Re: [ddlm-group] Making ddl2 <-> ddlm translation a reality

Dear DDLm group,

I have put together a DDLm attribute extension dictionary in a separate branch on Github. You can see it here: https://github.com/COMCIFS/cif_core/blob/ddl_extension/ddl_ddl2_extension.dic

All it does is define a dictionary-level category to contain ddl2 type code names and regular expressions, and an extra definition attribute to state the ddl2 type.  Thus it mirrors the item_type_code category in DDL2.

There is also a separate addition to the main DDL dictionary to allow conformance to a dictionary with a given DOI to be asserted. That discussion is still ongoing but I thought it could be usefully bundled into this branch.

Feel free to raise issues and suggestions here or on Github.

The next step is to actually get some draft dictionary translations working within this framework.  I plan to write them as dREL expressions.

James.





On Mon, 27 Apr 2020 at 16:27, James Hester <jamesrhester@gmail.com> wrote:
Dear DDLm group,

It appears that there are no objections, and as the only response (from John B) favours option 2 which I am also inclined towards, I will start things moving in this direction.

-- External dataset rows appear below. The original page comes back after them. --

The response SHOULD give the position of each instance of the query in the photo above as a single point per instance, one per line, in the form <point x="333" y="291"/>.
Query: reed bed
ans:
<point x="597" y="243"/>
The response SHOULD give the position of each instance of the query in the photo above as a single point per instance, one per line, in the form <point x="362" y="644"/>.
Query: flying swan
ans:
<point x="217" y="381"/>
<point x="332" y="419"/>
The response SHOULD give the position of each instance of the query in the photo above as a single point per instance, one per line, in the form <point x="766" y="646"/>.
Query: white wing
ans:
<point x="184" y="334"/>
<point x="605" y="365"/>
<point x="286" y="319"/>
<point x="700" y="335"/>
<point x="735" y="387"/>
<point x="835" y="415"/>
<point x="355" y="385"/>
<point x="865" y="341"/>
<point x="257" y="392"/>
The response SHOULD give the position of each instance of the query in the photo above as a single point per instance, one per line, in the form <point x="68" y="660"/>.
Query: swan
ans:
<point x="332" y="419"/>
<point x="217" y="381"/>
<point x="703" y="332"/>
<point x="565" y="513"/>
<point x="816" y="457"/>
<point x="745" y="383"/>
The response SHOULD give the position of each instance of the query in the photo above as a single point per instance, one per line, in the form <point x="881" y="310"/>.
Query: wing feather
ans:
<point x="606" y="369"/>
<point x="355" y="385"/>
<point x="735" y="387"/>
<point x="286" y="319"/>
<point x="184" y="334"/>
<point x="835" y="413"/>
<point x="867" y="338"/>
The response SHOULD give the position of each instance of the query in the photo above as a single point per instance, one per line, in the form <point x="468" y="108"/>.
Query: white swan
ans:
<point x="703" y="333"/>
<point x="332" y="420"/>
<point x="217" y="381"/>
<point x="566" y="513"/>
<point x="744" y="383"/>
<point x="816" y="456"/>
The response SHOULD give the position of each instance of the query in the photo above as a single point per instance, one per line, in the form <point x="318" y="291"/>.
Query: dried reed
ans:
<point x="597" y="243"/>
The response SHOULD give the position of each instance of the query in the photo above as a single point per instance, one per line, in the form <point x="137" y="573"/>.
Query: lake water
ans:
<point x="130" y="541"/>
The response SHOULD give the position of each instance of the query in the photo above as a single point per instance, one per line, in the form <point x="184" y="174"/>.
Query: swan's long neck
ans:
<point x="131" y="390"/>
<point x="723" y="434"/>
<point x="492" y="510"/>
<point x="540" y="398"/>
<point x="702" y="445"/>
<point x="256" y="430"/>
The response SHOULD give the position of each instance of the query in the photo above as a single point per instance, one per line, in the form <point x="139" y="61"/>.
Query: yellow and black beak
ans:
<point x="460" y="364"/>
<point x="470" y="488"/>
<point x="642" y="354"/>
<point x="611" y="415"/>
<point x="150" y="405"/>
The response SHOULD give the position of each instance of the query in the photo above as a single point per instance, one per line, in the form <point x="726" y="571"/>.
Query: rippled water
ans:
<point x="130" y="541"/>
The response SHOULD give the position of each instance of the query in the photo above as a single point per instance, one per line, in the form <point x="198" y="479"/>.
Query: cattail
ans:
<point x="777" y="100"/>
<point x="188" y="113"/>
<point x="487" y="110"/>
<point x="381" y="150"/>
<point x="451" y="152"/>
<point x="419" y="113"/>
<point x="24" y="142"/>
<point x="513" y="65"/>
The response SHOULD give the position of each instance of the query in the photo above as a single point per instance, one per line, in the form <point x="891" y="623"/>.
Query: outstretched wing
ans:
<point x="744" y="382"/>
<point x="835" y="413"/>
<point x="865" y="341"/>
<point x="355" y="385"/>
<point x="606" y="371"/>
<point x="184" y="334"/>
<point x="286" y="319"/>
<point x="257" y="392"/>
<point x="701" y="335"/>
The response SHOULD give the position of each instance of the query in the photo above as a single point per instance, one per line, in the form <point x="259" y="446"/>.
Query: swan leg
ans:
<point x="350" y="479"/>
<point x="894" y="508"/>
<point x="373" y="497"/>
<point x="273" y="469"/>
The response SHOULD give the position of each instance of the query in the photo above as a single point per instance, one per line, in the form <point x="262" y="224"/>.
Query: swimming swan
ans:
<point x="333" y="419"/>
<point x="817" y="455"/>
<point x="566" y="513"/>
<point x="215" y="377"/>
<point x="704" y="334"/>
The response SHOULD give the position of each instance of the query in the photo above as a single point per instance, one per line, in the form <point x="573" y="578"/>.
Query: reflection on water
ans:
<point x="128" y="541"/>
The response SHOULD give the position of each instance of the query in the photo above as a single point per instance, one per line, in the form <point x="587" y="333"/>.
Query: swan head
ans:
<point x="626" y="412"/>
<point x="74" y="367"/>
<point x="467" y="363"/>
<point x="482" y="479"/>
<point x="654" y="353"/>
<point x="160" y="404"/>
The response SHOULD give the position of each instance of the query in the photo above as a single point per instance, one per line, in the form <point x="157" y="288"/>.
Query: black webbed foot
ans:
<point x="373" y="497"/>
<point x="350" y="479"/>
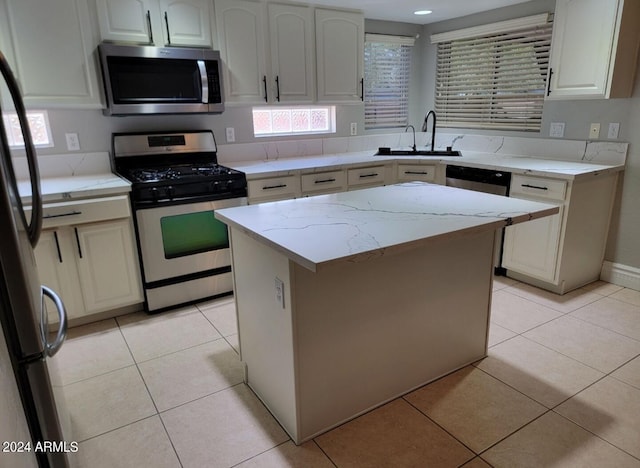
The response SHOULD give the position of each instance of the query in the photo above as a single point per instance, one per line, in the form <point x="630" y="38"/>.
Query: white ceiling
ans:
<point x="402" y="10"/>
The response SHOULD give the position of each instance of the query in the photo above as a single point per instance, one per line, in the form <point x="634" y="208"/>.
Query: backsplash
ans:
<point x="610" y="153"/>
<point x="567" y="150"/>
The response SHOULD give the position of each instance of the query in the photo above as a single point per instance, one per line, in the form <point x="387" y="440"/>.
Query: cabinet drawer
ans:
<point x="276" y="188"/>
<point x="372" y="175"/>
<point x="538" y="187"/>
<point x="84" y="211"/>
<point x="422" y="172"/>
<point x="323" y="181"/>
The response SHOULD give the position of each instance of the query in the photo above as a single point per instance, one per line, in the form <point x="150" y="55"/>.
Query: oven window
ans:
<point x="192" y="233"/>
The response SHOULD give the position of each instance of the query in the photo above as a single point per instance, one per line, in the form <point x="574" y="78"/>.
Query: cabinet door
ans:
<point x="186" y="22"/>
<point x="57" y="270"/>
<point x="129" y="20"/>
<point x="108" y="265"/>
<point x="51" y="45"/>
<point x="240" y="26"/>
<point x="292" y="53"/>
<point x="532" y="248"/>
<point x="340" y="55"/>
<point x="581" y="53"/>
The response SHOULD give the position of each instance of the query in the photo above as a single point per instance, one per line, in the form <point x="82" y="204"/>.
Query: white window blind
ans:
<point x="493" y="80"/>
<point x="387" y="74"/>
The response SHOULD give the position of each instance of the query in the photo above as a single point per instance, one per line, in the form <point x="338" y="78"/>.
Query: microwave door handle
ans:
<point x="204" y="80"/>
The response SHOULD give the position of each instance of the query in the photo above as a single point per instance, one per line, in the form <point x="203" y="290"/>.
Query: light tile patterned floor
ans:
<point x="560" y="387"/>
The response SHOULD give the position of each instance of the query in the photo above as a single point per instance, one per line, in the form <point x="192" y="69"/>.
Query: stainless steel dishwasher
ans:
<point x="487" y="181"/>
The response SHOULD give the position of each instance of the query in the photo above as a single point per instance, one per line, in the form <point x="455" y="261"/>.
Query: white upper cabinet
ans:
<point x="271" y="52"/>
<point x="50" y="47"/>
<point x="240" y="26"/>
<point x="340" y="55"/>
<point x="187" y="22"/>
<point x="594" y="49"/>
<point x="292" y="53"/>
<point x="160" y="23"/>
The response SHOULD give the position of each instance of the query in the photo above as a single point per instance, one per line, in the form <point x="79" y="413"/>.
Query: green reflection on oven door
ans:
<point x="192" y="233"/>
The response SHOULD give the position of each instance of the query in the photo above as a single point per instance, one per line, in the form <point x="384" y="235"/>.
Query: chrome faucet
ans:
<point x="414" y="147"/>
<point x="433" y="128"/>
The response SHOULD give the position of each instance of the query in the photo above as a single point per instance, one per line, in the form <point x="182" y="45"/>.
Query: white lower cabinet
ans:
<point x="323" y="182"/>
<point x="93" y="265"/>
<point x="413" y="172"/>
<point x="564" y="251"/>
<point x="364" y="177"/>
<point x="532" y="247"/>
<point x="273" y="188"/>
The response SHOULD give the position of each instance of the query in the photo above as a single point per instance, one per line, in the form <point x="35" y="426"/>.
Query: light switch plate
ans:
<point x="280" y="292"/>
<point x="73" y="143"/>
<point x="230" y="133"/>
<point x="556" y="130"/>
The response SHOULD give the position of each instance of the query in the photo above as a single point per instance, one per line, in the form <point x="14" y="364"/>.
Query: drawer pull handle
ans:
<point x="78" y="242"/>
<point x="71" y="213"/>
<point x="537" y="187"/>
<point x="55" y="236"/>
<point x="269" y="187"/>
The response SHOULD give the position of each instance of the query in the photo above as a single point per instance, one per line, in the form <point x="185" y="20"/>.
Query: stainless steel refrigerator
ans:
<point x="31" y="407"/>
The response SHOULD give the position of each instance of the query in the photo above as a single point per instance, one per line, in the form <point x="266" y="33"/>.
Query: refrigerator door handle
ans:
<point x="34" y="226"/>
<point x="50" y="349"/>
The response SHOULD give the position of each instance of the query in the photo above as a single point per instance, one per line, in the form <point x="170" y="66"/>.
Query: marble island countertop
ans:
<point x="356" y="226"/>
<point x="567" y="170"/>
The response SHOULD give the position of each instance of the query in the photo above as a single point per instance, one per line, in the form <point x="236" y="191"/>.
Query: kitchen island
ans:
<point x="346" y="301"/>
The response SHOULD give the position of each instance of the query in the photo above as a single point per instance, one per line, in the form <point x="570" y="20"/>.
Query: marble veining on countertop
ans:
<point x="515" y="164"/>
<point x="358" y="225"/>
<point x="83" y="186"/>
<point x="71" y="176"/>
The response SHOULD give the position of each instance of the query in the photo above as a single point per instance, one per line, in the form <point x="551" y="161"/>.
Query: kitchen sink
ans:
<point x="382" y="151"/>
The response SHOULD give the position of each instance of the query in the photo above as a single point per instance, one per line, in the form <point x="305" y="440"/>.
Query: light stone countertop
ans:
<point x="566" y="170"/>
<point x="55" y="189"/>
<point x="364" y="224"/>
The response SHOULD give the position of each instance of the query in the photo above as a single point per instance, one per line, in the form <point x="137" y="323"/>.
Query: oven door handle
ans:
<point x="202" y="66"/>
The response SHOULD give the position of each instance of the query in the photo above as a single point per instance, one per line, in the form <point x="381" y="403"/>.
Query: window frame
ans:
<point x="379" y="90"/>
<point x="330" y="128"/>
<point x="503" y="91"/>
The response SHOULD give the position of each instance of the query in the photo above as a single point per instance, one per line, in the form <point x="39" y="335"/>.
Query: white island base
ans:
<point x="355" y="334"/>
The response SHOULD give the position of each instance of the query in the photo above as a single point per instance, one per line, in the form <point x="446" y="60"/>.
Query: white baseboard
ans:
<point x="621" y="275"/>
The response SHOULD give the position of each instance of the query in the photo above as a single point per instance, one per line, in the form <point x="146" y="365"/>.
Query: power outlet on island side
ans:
<point x="280" y="292"/>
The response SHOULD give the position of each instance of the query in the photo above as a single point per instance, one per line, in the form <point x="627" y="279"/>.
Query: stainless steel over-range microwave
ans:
<point x="161" y="80"/>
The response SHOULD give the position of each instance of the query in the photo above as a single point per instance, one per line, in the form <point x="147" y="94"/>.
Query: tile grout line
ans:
<point x="150" y="396"/>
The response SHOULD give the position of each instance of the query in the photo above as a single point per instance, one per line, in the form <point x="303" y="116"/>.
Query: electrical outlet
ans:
<point x="280" y="292"/>
<point x="73" y="143"/>
<point x="614" y="131"/>
<point x="230" y="134"/>
<point x="556" y="130"/>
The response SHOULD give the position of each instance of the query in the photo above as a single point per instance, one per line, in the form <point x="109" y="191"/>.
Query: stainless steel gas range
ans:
<point x="176" y="187"/>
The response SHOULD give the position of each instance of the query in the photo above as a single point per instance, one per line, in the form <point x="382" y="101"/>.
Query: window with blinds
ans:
<point x="387" y="73"/>
<point x="493" y="76"/>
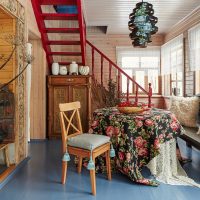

The most important technical issue that immediately arises is what to do about _dictionary.ddl_conformance in the case of an extension to DDLm. This has the value of the version number of the ddl dictionary to which a given dictionary conforms. Clearly if we have an extension to DDLm upon which a domain dictionary is based, there is no longer a simple linear version number. I suggest that we introduce a new data name, something like '_dictionary.ddl_conformance_url' which gives the URL of the DDL to which the dictionary conforms, and then _dictionary.ddl_conformance would be the version number of that dictionary, although that would be largely pointless as the dictionary at the URL would provide the version number anyway.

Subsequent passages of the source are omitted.